The late Omar Ashgar Khan, when he was a minister in the present government, imposed a ban on the issuance of licence for deep-sea fishing trawlers.
He referred to a study conducted by a navy official after the ban, and said the study revealed that after the ban fish exports registered a sizable increase.
“China formally lodged a protest with the government, and the ban on the issuance of licence for deep-sea fishing was lifted,” Dr Ercelawn said.
He also referred to the plan concerning privatization of the KWSB and the Chashma project which proved fiasco for the donor agencies.
Representing the People Rights Movement, Islamabad, Asim Sajjad spoke on the peasant struggle in Punjab against the army.
“Such type of peasant movement has never been witnessed in Punjab, in which during the past nine months six peasants have lost their lives,” he said.
Giving a historical perspective of the issue, Mr Asim claimed that during the colonial period farmers from east Punjab were resettled in Okara and Khanewal on the assurance that they would be given proprietary land rights. Over the years they turned the barren grasslands into 70,000 acres of farmland.

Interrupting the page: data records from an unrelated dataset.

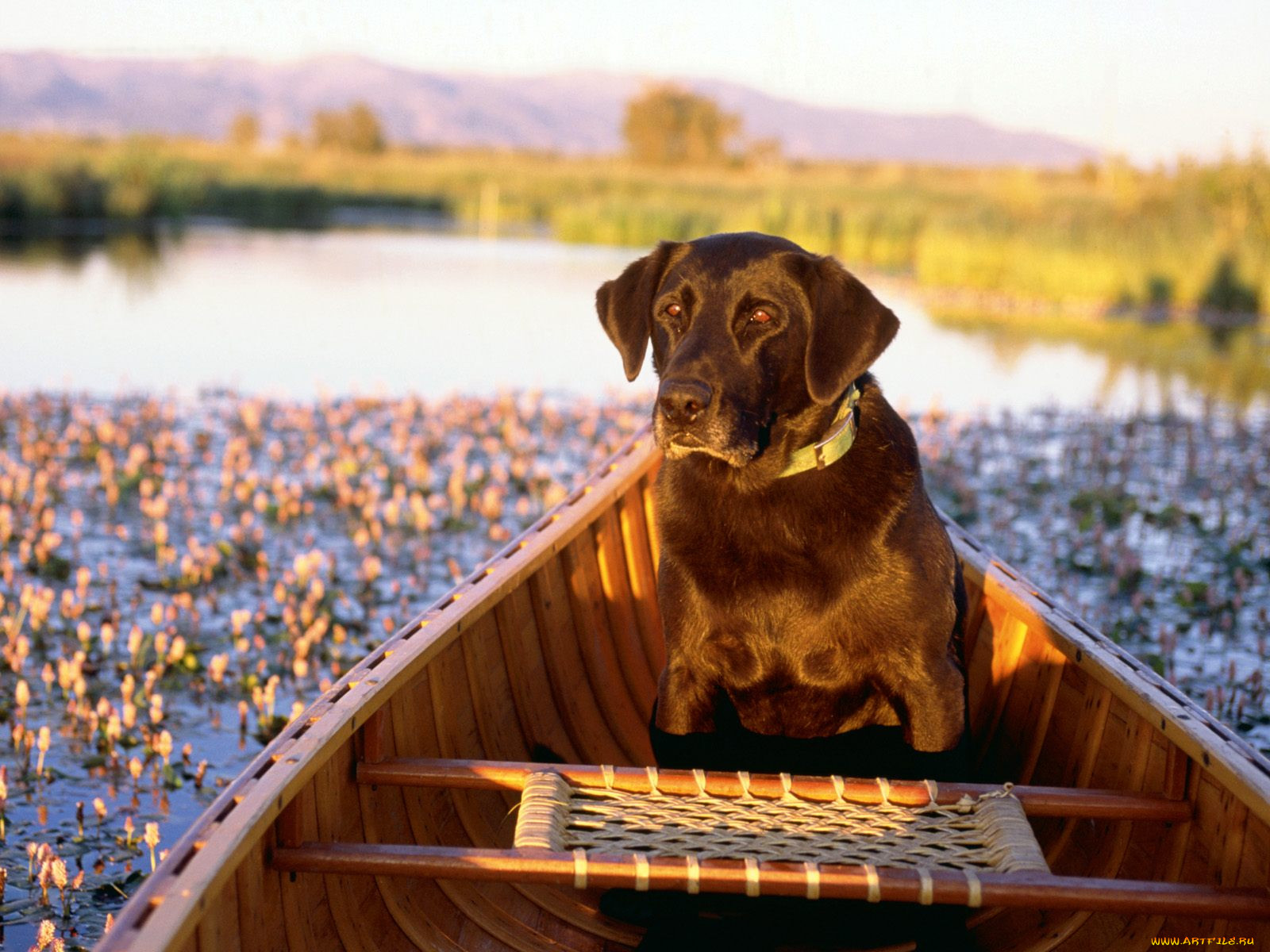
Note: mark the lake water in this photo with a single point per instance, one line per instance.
(298, 314)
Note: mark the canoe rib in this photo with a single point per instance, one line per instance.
(221, 869)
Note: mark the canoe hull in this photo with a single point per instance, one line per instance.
(556, 645)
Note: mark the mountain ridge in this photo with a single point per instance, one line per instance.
(573, 113)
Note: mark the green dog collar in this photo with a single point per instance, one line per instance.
(836, 443)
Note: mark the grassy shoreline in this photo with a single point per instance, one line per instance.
(1087, 238)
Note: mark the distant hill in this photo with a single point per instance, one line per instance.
(572, 113)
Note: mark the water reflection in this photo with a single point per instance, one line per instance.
(406, 311)
(135, 254)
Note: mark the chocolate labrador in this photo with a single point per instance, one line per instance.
(810, 596)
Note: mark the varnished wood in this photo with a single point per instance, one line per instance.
(552, 649)
(779, 879)
(1037, 801)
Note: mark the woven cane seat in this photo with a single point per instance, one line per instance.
(988, 833)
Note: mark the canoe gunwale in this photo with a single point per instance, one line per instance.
(165, 911)
(1212, 744)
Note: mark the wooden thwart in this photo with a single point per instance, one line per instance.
(1037, 801)
(774, 879)
(924, 884)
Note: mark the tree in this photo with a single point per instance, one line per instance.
(244, 131)
(357, 130)
(671, 126)
(365, 132)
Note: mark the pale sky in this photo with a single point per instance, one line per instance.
(1149, 79)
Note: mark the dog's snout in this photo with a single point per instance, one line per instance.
(683, 400)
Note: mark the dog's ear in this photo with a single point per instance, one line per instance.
(850, 329)
(625, 306)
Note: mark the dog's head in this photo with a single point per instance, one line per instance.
(747, 329)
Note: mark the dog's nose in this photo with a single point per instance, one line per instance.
(683, 400)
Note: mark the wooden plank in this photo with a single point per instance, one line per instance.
(641, 571)
(624, 628)
(537, 701)
(219, 928)
(654, 543)
(260, 911)
(579, 708)
(1022, 719)
(356, 907)
(305, 905)
(498, 774)
(1041, 714)
(505, 914)
(1007, 638)
(581, 581)
(489, 689)
(422, 908)
(948, 886)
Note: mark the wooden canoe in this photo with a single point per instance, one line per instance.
(338, 838)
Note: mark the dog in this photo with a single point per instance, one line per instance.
(812, 600)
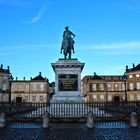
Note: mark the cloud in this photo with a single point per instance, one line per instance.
(14, 2)
(131, 47)
(38, 16)
(18, 49)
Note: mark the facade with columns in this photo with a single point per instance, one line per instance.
(111, 87)
(4, 84)
(33, 90)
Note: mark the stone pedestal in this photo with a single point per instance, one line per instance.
(68, 80)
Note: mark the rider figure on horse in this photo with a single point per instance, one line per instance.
(68, 42)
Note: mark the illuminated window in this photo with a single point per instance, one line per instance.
(116, 87)
(94, 87)
(138, 85)
(26, 98)
(101, 87)
(123, 87)
(34, 98)
(41, 98)
(131, 86)
(34, 87)
(41, 87)
(108, 87)
(94, 97)
(102, 97)
(3, 86)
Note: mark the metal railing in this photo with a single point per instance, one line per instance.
(102, 111)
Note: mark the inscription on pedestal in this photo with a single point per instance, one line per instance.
(68, 82)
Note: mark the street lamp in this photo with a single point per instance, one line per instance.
(124, 78)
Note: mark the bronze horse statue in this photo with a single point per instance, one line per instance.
(67, 47)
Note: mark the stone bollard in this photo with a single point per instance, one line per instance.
(133, 120)
(2, 120)
(90, 120)
(46, 120)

This land, owned by the government of Punjab, was leased to the army for 20-25 years, he claimed. Thus military farms came into being.
“This lease expired recently, but by June 2000 the military administration in these areas began pursuing peasants to enter into contract agreements which stipulated that they would vacate land within six months if it was needed for defence purposes,” he said.
All normal tenancy laws had been set aside in the contract; in case of default a peasant could be ejected from these lands within three months, he claimed.
“Rangers have been deployed on the Okara farmlands to contain the peasant movement, as peasants were demanding ownership of land because they have been tenants there since the colonial period,” he said.
“The Board of Revenue and the public accounts department have given decisions in favour of peasants. It is also a human-rights issue because 35-40 per cent of the peasants on these farms are from the minority Christian community,” he added.
Nazir Ahmed Watto, of the Anjuman-i-Samaji Bahbood, Faisalabad, said how residents of a small village, Dudiwala in Faisalabad district, learnt from renowned sociologist Dr Akhtar Hameed Khan when they laid a sewerage line in their village on a self-help basis.
He said through working at the grassroots level people could make remarkable achievement as Dr Khan did in the Orangi Pilot Project.
He said more people have died in the past 100 years due to poor sanitation than in war. Keeping in view the massive corruption in our government departments, people should solve their problems on a self-help basis.
Mohammed Nauman, an associate professor at NED University of Engineering and Technology, made a presentation on a strategy to fight poverty in Pakistan.
The day-long two sessions of the seminar was presided over by senior journalist Zubaida Mustafa and Dr Fauzia Qureshi.
The sessions were followed by group discussions.
Writer and newspaper columnist Zahida Hina summed up the proceedings of the Third Dr Akhter Hameed Khan Development Forum.